Naukowcy od dawna wiedzą, że niesamowicie zachowane wraki spoczywają na wodach Morza Czarnego. Na przykład w 2000 r. Ekspedycja prowadzona przez odkrywcę morskiego Roberta Ballarda ujawniła kilka wraków, w tym jeden znaleziony na głębokości 1066 stóp (325 m), w strefie beztlenowej. Wrak, nazwany Sinop D, datowany jest na V wiek, ale maszty statku i pionowe słupy, które kiedyś tworzyły jego konstrukcję, nadal stały pionowo, jak podali Ballard i koledzy w amerykańskim wydaniu Geological Society of American w 2011 roku.
Niektóre maszty nowo odkrytych wraków statków również są ustawione pionowo. Adams i jego koledzy wykorzystali fotogrametrię do porównania milionów punktów na nakładających się zdjęciach wykonanych przez pojazdy ROV, tworząc modele 3D wraków bez ich zakłócania.
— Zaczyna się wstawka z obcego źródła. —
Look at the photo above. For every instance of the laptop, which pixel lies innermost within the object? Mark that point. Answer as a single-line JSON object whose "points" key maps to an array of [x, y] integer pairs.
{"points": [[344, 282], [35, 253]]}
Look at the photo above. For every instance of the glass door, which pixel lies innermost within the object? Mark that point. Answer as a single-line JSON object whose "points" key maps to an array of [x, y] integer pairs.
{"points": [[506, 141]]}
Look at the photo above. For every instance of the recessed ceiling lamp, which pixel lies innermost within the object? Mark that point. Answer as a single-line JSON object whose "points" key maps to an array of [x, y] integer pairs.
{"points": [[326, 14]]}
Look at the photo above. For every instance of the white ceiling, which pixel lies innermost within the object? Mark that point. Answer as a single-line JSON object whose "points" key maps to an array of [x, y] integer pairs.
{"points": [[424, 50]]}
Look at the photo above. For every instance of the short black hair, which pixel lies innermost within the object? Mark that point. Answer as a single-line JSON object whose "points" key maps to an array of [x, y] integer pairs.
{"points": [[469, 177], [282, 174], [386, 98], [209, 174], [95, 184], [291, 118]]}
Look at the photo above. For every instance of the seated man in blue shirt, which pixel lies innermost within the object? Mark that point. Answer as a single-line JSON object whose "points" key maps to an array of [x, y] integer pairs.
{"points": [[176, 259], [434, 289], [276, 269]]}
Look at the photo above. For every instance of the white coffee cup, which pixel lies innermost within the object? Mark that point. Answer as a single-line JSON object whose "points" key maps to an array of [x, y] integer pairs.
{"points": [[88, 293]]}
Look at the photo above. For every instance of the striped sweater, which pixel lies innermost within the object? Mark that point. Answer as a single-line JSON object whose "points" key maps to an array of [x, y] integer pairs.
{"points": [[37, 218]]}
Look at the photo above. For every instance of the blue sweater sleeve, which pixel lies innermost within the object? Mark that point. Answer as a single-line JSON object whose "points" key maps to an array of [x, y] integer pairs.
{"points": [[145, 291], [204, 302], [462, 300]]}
Modele te zostały następnie pokryte teksturami ze zdjęć ROV, aby stworzyć obrazy, które realistycznie oddają wygląd statków na dnie morskim.
„Jesteśmy obecnie jednym z najlepszych przedstawicieli tej metodyki ćwiczeń i na pewno nikt nie osiągnął modeli tej kompletności we wrakach statków na tych głębokościach” - powiedział Adams.
Wraki nie zostały jeszcze poddane dokładnym badaniom archeologicznym, ale naukowcy twierdzą, że niektóre statki pochodzą z Imperium Osmańskiego (około 1299–1922), a niektóre są jeszcze starsze, datowane na Cesarstwo Bizantyjskie (330–1452).